AFAICS, a supply doesn't have a power factor. It is determined entirely by the load downstream.
In the simplest terms, the generator is responsible for the alternating voltage, but your load is responsible for drawing the current. Given the available voltage at the point of connection, your load is the sole determinant of the magnitude of the current that it will draw, and its phase angle relative to the applied voltage. Therefore the PF is solely a property of your load.
I see your point, but let's build this up one step at a time.
The simplest case is a single generator and a single load, connected by a loss-free line. As the consumer, you measure the power factor of whatever load you choose to apply. Meanwhile, the supplier measures the power factor of the load that *it* sees, back at the generator output. In this very simplest case, the consumer's and the supplier's measurements of PF are obviously the same.
Now add another consumer and another load. Each individual consumer measures a PF that is determined by the current flowing into his own individual load. The other consumer's load may affect your supply voltage, but it does *not* affect the PF of your load (unless the load happens to be non-linear - but that is still entirely a property of your local load, not the supply).
Meanwhile, back at the generator, the supplier can measures the PF of
*its* load, as seen at the generator output terminals.

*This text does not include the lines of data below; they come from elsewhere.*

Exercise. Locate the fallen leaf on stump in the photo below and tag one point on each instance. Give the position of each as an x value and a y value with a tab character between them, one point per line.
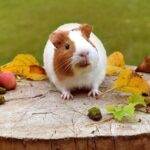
25	65
115	63
144	66
129	81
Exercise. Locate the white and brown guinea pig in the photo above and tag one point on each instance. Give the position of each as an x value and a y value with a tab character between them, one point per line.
75	58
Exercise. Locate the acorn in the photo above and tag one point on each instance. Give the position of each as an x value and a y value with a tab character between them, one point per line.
94	113
2	90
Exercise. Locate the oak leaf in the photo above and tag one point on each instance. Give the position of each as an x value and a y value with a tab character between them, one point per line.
25	65
144	66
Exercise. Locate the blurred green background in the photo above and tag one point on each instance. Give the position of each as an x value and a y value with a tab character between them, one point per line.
121	25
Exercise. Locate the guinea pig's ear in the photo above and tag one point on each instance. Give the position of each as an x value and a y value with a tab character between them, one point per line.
57	38
86	30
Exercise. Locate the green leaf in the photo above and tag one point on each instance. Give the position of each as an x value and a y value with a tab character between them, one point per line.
137	100
110	108
122	111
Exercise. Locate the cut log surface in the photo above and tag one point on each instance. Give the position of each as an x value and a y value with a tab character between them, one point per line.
35	117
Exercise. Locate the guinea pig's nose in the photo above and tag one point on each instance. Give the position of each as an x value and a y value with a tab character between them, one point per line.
84	54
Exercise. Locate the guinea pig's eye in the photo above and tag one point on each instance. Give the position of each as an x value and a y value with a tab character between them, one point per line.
67	46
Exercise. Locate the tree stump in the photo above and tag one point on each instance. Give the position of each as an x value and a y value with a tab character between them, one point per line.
34	117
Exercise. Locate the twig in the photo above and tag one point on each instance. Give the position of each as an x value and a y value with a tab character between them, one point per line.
100	122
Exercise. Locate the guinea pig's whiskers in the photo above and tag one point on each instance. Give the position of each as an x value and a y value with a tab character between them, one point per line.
67	67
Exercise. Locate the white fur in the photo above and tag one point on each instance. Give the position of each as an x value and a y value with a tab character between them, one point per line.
91	76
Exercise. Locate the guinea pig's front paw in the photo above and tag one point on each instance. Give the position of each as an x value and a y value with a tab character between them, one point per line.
66	95
94	93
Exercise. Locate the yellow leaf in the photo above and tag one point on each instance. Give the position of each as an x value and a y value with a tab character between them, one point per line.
25	65
115	63
129	81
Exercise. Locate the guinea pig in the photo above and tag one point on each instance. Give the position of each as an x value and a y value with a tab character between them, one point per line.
74	57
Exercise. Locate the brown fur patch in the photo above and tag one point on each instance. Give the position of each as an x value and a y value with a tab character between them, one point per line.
62	56
86	30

This will depend on the individual PFs of the two separate consumers' loads, line lengths etc; but it does not depend on the generator - the generator itself doesn't *have* a PF.The complications arise when we have a distributed network with several generators, a very large number of loads, propagation delays and line losses. As you know, this is a hugely complex situation which includes the possibility of generators not being synchronised, and not necessarily contributing power to the network. This blurs the boundaries between "generator" and "load", as the network has some characteristics of both.
But even then, the same basic principles apply. Each individual generator has only one set of output terminals, and sees the rest of the network as its load. So it is still the *load* that has a PF - not the generator. I'm not sure how the "network PF" is defined... but it still doesn't affect you.

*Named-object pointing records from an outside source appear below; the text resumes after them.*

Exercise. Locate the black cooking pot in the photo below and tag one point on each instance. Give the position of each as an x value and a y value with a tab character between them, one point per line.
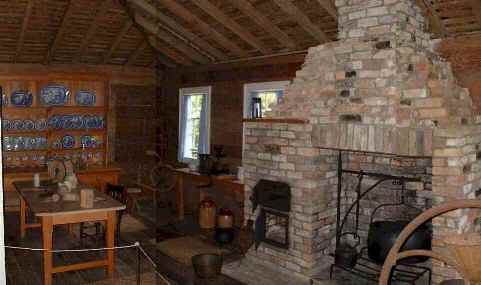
383	234
345	255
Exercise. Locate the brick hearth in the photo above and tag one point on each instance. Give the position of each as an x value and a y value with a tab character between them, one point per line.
379	89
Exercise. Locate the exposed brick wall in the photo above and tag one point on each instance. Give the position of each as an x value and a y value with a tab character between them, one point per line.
136	122
226	104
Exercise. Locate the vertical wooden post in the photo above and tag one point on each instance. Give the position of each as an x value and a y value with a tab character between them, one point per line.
180	195
23	217
47	230
110	241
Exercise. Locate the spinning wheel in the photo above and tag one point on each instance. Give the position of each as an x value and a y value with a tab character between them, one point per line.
465	257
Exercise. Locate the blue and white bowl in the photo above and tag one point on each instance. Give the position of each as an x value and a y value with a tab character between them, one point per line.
28	125
6	125
54	95
41	125
17	125
21	98
85	98
68	141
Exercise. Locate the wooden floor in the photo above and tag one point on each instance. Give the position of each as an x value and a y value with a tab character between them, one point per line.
24	267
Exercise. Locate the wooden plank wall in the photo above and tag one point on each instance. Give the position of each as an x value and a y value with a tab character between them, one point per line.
226	103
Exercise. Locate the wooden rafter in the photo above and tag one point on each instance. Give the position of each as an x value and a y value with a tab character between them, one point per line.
21	39
101	11
261	20
476	6
188	16
177	28
168	52
222	18
141	47
289	8
329	7
60	31
180	45
125	28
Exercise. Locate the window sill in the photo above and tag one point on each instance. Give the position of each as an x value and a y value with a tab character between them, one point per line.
277	120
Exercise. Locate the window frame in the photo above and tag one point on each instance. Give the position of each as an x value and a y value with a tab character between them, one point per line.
188	91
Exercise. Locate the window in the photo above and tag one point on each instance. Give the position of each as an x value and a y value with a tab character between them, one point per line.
269	92
194	122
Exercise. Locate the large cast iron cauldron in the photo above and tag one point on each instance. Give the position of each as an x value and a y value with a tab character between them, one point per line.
383	234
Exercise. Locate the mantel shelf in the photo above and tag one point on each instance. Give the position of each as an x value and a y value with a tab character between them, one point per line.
277	120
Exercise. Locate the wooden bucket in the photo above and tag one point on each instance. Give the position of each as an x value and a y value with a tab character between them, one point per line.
466	251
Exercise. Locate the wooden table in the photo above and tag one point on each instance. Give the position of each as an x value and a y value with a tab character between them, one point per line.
228	184
66	212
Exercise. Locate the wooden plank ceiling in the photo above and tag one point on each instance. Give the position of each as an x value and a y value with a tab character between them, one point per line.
185	32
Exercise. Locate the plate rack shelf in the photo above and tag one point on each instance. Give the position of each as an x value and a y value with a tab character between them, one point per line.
89	147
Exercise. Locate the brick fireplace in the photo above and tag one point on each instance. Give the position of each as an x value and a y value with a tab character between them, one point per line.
381	90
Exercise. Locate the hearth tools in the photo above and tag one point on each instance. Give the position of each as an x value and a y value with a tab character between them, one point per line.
383	234
256	108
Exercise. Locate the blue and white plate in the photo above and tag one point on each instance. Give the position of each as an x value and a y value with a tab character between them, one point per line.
77	122
21	98
55	122
54	95
28	125
85	98
6	125
17	125
41	125
68	141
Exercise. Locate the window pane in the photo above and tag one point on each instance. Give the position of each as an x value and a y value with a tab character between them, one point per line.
192	128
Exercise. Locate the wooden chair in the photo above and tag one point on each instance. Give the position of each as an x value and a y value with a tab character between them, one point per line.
117	192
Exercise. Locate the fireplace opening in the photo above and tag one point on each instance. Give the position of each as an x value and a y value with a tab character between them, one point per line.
272	222
377	195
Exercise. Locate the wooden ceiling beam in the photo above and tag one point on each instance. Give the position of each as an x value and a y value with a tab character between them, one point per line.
329	7
290	9
137	52
168	52
101	11
222	18
21	39
476	6
176	28
192	19
125	28
58	36
180	45
246	7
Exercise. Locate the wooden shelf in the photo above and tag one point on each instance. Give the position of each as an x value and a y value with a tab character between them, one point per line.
78	149
26	151
25	133
277	120
70	110
79	132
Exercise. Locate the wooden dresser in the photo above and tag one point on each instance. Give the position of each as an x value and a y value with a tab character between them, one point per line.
95	177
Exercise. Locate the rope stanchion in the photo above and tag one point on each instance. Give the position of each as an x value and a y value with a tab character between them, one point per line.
137	245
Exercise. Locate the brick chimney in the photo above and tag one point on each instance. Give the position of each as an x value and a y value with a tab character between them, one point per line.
380	88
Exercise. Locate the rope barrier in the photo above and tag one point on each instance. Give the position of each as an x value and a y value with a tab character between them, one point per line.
136	244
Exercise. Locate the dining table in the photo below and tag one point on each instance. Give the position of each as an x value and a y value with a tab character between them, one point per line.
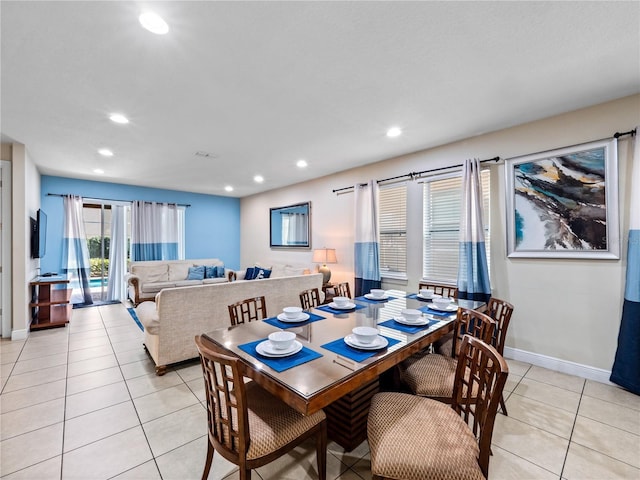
329	369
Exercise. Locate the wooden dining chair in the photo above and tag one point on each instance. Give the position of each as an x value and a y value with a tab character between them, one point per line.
440	289
342	290
310	298
412	437
248	310
247	425
500	311
432	374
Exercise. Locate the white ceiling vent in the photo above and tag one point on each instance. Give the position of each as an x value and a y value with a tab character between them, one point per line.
206	154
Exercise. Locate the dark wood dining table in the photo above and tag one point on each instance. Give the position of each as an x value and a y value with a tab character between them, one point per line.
340	385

When you connect a load somewhere on the network, all the complexities drop away - we're right back to basics with a single connection point. Your load is the sole determinant of the current that it draws, and the phase angle relative to the applied voltage is still determined entirely by the characteristics of your load.

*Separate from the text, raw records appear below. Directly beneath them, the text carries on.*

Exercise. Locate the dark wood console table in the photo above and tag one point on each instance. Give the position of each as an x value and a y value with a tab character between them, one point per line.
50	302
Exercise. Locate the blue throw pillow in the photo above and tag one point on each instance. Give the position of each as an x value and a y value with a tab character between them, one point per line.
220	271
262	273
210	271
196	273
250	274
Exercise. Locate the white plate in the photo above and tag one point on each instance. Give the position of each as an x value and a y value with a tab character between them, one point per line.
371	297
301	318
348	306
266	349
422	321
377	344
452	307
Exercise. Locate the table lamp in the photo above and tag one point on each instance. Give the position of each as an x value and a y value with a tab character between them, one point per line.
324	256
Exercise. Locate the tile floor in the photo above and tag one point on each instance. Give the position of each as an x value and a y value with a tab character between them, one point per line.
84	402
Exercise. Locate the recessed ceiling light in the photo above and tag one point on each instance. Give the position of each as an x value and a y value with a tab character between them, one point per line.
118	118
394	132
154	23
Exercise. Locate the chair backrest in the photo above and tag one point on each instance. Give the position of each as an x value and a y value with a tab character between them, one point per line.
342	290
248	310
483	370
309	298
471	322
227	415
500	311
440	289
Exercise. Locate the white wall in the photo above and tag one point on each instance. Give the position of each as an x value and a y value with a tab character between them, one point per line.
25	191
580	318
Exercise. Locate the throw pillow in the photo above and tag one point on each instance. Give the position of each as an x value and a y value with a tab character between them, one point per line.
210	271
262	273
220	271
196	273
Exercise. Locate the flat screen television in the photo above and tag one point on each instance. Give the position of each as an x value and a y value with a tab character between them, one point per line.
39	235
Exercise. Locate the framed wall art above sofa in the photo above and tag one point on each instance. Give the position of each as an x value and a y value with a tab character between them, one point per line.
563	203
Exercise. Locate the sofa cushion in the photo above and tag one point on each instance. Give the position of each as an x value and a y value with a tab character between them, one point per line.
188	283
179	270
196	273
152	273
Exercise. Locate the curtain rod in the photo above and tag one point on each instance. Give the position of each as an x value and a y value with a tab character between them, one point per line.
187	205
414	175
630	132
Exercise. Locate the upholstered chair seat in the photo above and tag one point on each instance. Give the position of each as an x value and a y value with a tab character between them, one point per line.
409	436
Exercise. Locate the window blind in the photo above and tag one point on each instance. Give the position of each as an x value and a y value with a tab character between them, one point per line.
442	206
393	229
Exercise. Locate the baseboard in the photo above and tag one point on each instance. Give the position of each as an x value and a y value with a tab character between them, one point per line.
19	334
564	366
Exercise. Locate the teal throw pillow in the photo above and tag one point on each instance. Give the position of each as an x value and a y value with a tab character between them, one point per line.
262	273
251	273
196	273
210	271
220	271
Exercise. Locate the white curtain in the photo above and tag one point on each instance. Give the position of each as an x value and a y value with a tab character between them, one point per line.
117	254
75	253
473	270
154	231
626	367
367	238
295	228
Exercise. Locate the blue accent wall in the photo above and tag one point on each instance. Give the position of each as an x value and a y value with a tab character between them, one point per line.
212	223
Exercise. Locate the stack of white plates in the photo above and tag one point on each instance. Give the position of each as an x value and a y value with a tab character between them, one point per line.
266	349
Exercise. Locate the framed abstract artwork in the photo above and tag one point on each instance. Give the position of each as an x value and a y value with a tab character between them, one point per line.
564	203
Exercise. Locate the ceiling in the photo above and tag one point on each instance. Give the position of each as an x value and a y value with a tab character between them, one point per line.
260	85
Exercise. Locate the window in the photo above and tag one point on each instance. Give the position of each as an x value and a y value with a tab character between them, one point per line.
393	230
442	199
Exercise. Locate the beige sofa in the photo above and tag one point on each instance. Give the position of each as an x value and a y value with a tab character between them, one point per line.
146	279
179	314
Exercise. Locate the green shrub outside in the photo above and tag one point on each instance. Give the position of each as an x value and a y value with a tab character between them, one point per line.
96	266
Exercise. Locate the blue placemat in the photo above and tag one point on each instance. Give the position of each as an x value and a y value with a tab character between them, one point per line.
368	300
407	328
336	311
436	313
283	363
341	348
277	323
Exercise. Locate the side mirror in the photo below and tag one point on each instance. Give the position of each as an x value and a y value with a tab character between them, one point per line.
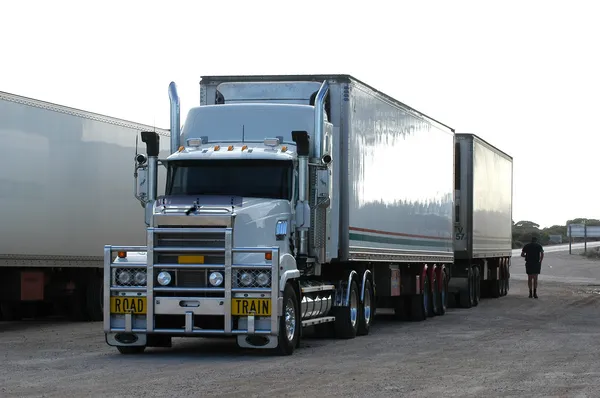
140	176
322	188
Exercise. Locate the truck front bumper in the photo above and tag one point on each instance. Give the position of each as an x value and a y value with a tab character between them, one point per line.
133	312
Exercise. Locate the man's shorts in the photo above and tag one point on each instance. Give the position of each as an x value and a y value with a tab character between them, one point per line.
533	269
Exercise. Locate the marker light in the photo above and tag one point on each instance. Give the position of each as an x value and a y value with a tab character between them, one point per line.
195	142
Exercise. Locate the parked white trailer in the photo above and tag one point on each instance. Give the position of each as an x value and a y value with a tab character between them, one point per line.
483	220
291	201
65	192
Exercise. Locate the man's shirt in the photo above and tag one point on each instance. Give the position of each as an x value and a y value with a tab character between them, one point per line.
533	252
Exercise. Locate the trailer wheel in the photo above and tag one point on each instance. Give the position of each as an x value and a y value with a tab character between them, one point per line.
346	318
476	286
131	350
420	302
443	296
466	295
365	317
289	322
434	296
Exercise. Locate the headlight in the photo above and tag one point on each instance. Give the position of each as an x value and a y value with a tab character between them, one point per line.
124	278
164	278
263	279
246	279
140	278
215	278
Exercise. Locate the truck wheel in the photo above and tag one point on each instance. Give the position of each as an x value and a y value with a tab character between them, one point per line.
476	286
289	322
365	317
420	303
434	301
346	318
131	350
466	295
443	296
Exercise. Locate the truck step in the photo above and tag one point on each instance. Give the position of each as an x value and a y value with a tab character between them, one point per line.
317	321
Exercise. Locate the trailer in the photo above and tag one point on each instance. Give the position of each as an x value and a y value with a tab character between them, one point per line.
64	191
290	202
483	220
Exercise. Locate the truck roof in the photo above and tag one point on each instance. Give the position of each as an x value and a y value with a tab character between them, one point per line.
316	78
19	99
478	138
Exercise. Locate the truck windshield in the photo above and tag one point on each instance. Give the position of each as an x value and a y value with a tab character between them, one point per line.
257	178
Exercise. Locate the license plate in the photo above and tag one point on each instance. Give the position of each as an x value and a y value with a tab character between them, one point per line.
124	305
244	307
190	259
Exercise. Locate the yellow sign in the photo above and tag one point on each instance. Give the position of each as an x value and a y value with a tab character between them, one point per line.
124	305
246	306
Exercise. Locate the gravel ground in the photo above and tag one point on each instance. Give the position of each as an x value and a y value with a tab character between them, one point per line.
512	346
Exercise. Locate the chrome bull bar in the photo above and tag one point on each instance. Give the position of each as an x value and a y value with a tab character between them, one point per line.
221	305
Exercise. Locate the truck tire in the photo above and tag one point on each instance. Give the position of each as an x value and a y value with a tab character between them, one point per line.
289	322
346	318
465	298
131	350
476	286
419	303
434	301
365	317
443	296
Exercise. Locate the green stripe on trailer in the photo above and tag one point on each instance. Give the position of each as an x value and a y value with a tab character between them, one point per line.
391	238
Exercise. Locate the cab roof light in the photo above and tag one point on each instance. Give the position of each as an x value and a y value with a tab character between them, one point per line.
273	141
194	142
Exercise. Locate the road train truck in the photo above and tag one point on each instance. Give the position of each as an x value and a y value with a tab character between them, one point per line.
297	201
64	191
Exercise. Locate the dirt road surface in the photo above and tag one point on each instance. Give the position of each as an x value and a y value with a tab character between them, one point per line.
512	346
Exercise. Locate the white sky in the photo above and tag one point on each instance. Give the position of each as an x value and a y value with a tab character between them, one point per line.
524	75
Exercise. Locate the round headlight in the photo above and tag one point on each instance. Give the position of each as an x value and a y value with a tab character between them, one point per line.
215	278
246	279
263	279
140	278
164	278
124	277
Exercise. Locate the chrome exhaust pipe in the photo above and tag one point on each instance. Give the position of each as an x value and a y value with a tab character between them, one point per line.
319	119
175	122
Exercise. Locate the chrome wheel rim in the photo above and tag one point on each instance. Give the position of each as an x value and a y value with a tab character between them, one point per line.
290	320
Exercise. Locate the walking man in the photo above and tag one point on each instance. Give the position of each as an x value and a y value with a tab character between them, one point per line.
534	254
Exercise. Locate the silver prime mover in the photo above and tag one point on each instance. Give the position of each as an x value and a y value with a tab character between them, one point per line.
290	201
65	192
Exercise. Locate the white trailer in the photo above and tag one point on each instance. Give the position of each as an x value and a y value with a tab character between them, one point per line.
65	192
483	220
291	201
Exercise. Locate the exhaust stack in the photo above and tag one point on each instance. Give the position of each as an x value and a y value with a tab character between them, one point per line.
319	119
175	123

Whatever may be happening in the network upstream of your connection point, it does not concern you. When you connect a load, it will affect the voltage/current relationships somewhere back upstream in the supply network (at least to some small extent) but it still doesn't affect the PF of your load, as measured by you at your single point of connection.
[*] Another important detail is that the other load(s) must not affect the waveform of the alternating voltage available to you. That is why there are restrictions on the harmonic and non-sinusoidal content that loads may throw back into the supply. However, I don't believe that is where the original question was coming from.Hope this makes sense, because the coffee mug's empty now.